De acordo com a pesquisa, o custo de produção fica em torno de US$ 0,89 a, no máximo, US$ 4,73 por mês, já levando em consideração uma margem de lucro “justa”. O processo mais caro da produção da droga, detalham os pesquisadores, está relacionado à caneta injetora, sob o preço de US$ 2,83. Mesmo o princípio ativo da droga, que tem alto valor por quilo e chega a US$ 70 mil, é atenuado na produção de Ozempic que exige uma quantidade mínima por dose.

No entanto, nas farmácias estadunidenses, uma dose mensal do remédio chega a custar US$ 1 mil, sem descontos. Já no Brasil, o Ozempic pode ser encontrado por cerca de R$ 1,1 mil. O que segundo a economista de Yale Melissa Barber, uma das co-autoras do estudo, indica que a fabricante tem obtido uma “margem de lucro imensa” com o produto. “Deveria haver uma conversa na política sobre qual é um preço justo”, defendeu a pesquisadora em entrevista à Bloomberg.

Ozempic e a pressão estética

Dentro desse movimento, a fabricante Novo Nordisk conseguiu duplicar o valor de suas ações nos últimos dois anos. E se tornou a empresa mais valorizada da Europa, ultrapassando a Nestlé e a controladora da marca de luxo Louis Vuitton. O estudo observa que o valor da companhia, de US$ 431 bilhões, é inclusive superior ao PIB de muitos países, como a Dinamarca, onde a marca foi fundada, que arrecada US$ 395 bilhões.

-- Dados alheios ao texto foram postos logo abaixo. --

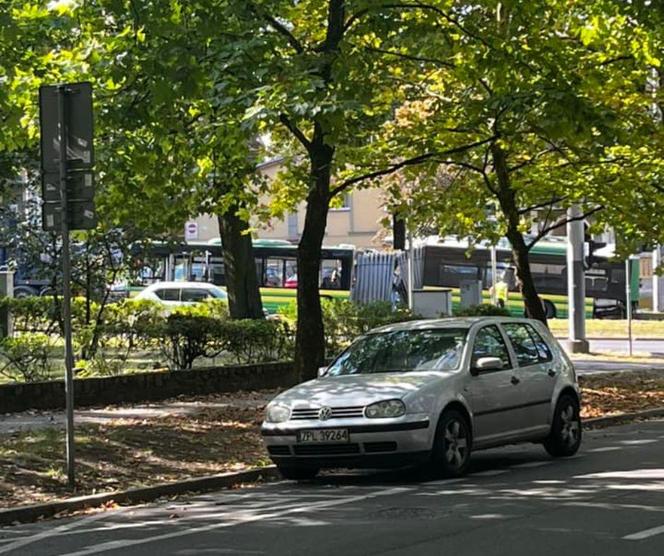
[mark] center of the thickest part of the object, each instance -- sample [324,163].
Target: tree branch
[552,202]
[561,222]
[408,162]
[296,131]
[412,57]
[279,28]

Apesar de não abrir seus custos, os investimentos em pesquisa da Novo Nordisk chegaram a US$ 5 bilhões em 2023 e o lucro líquido marcou US$ 3,18 bilhões no terceiro trimestre. O que representa uma alta de 56%.

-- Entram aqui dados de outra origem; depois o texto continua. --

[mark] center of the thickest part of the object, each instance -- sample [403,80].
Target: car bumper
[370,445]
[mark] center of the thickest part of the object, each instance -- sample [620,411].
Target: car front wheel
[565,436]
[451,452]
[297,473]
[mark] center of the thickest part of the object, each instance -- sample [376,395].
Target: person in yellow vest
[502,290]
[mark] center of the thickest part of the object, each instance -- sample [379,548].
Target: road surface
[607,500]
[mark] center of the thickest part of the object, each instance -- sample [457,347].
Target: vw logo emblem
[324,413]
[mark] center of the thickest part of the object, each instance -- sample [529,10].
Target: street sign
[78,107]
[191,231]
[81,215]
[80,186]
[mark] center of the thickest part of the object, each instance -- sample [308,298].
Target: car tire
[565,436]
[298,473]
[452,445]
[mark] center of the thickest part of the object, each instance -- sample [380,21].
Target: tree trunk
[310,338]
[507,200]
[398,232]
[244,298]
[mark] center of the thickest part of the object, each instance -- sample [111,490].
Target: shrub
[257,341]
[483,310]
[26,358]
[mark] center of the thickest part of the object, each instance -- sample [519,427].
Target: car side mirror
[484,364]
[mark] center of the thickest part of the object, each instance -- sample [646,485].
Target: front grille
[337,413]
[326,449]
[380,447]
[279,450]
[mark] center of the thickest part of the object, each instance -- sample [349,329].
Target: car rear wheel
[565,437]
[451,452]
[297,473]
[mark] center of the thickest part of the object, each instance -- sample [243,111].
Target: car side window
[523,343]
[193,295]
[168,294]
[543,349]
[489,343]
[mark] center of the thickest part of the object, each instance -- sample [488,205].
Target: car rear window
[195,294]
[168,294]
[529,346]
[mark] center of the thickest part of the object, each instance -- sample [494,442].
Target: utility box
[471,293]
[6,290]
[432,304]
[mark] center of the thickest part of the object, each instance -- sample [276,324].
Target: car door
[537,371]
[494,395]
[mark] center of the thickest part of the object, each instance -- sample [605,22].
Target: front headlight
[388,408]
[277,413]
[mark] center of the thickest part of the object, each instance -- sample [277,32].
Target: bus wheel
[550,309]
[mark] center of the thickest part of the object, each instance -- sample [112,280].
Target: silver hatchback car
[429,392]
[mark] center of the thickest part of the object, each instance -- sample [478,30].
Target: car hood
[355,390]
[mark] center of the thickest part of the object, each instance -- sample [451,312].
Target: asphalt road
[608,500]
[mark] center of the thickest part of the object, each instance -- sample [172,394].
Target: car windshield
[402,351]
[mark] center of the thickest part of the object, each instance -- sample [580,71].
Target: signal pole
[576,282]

O Ozempic foi desenvolvido para o tratamento diabetes tipo 2, mas posteriormente acabou sendo também indicado para a obesidade, o que acabou popularizando-o como um remédio que leva à perda de peso. A imagem emagrecida de celebridades tem tido um papel importante nesse tipo de uso off label – fora da indicação inicial. Essas canetas injetáveis, porém, só deveriam ser aplicadas com indicação médica e em tratamentos específicos. O uso do medicamento sem prescrição causa riscos à saúde.

‘Cabeça de Ozempic’

Entre os efeitos colaterais previstos estão náuseas, vômitos, constipação ou diarreia, cefaleia e sensação de fraqueza. Além disso, o medicamento também pode apresentar, em casos mais graves, inflamação do pâncreas, retinopatia diabética e reações alérgicas. Nesta semana, por exemplo, também viralizou nas redes sociais o termo “cabeça de Ozempic”, associado por internautas aos casos em que a cabeça de uma pessoa, que faz uso da substância para obter saciedade, ficaria desproporcional ao restante do corpo como consequência do emagrecimento.

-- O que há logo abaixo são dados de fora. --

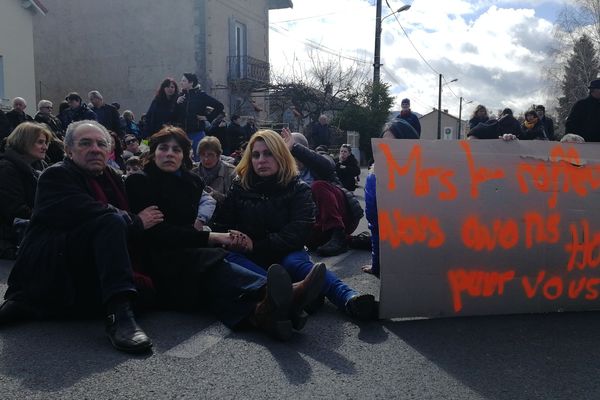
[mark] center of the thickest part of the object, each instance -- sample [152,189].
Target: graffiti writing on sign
[564,172]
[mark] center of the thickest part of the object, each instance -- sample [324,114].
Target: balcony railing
[247,68]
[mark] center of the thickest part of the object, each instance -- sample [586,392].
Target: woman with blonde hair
[20,167]
[274,209]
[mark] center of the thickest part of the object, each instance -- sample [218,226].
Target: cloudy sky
[496,49]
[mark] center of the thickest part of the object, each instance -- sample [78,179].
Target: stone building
[125,49]
[429,123]
[17,77]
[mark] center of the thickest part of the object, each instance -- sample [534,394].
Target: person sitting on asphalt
[532,128]
[216,173]
[186,272]
[347,168]
[77,110]
[74,258]
[338,211]
[17,115]
[20,167]
[399,129]
[270,204]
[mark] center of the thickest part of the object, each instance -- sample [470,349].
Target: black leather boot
[272,314]
[336,245]
[123,331]
[306,292]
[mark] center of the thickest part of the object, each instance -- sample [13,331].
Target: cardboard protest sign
[487,227]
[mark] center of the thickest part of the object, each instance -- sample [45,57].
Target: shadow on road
[547,356]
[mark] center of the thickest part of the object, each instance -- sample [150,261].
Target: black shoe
[124,333]
[306,292]
[336,245]
[272,314]
[12,311]
[362,307]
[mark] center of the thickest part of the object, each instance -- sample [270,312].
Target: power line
[317,46]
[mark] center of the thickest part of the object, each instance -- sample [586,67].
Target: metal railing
[247,68]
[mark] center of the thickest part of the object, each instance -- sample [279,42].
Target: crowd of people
[182,210]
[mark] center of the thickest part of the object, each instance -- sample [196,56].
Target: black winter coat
[4,125]
[278,219]
[195,104]
[321,166]
[584,119]
[508,124]
[160,113]
[109,117]
[15,118]
[175,254]
[64,201]
[536,133]
[52,122]
[18,182]
[79,114]
[347,171]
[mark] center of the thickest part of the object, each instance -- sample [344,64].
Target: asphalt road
[552,356]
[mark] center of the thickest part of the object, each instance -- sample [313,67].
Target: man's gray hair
[94,94]
[44,103]
[300,139]
[74,126]
[19,100]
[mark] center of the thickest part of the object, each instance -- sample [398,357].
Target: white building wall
[16,50]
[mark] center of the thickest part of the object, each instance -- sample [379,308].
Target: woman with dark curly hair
[347,167]
[20,167]
[163,109]
[186,271]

A droga que também promete a perda de até 17% da massa corporal em um ano vem sendo ligada ainda à perda de massa nos glúteos. Além do rosto e das nádegas, há ainda o “dedo de Ozempic”. Usuários do medicamento apontam que suas mãos e pulsos têm ficado mais magros. A mudança levada pelo Ozempic tem causado preocupação contudo.

“A volta desse corpo anos 2000 à base de Ozempic e privação de comida eu não aceito. Fui anoréxica e viciada em remédio a vida inteira por causa desse padrão. Até me curar foi uma luta. Pressão estética não é sobre beleza, é sobre controle de corpos. Nunca vai estar bom. Se cuidem”, compartilhou a escritora Clara Averbuck na rede social X. “Se na minha época já era ruim para as meninas, hoje, com redes sociais e influencers irresponsáveis, está muito pior. O mundo já é ruim o suficiente para as mulheres e para as meninas terem que lidar com MAIS ISSO. CHEGA que desespero”, cobrou.

Estudos sobre o uso de Ozempic também sugerem que, ao interromper as injeções, o paciente recupera até dois terços do peso perdido em apenas um ano.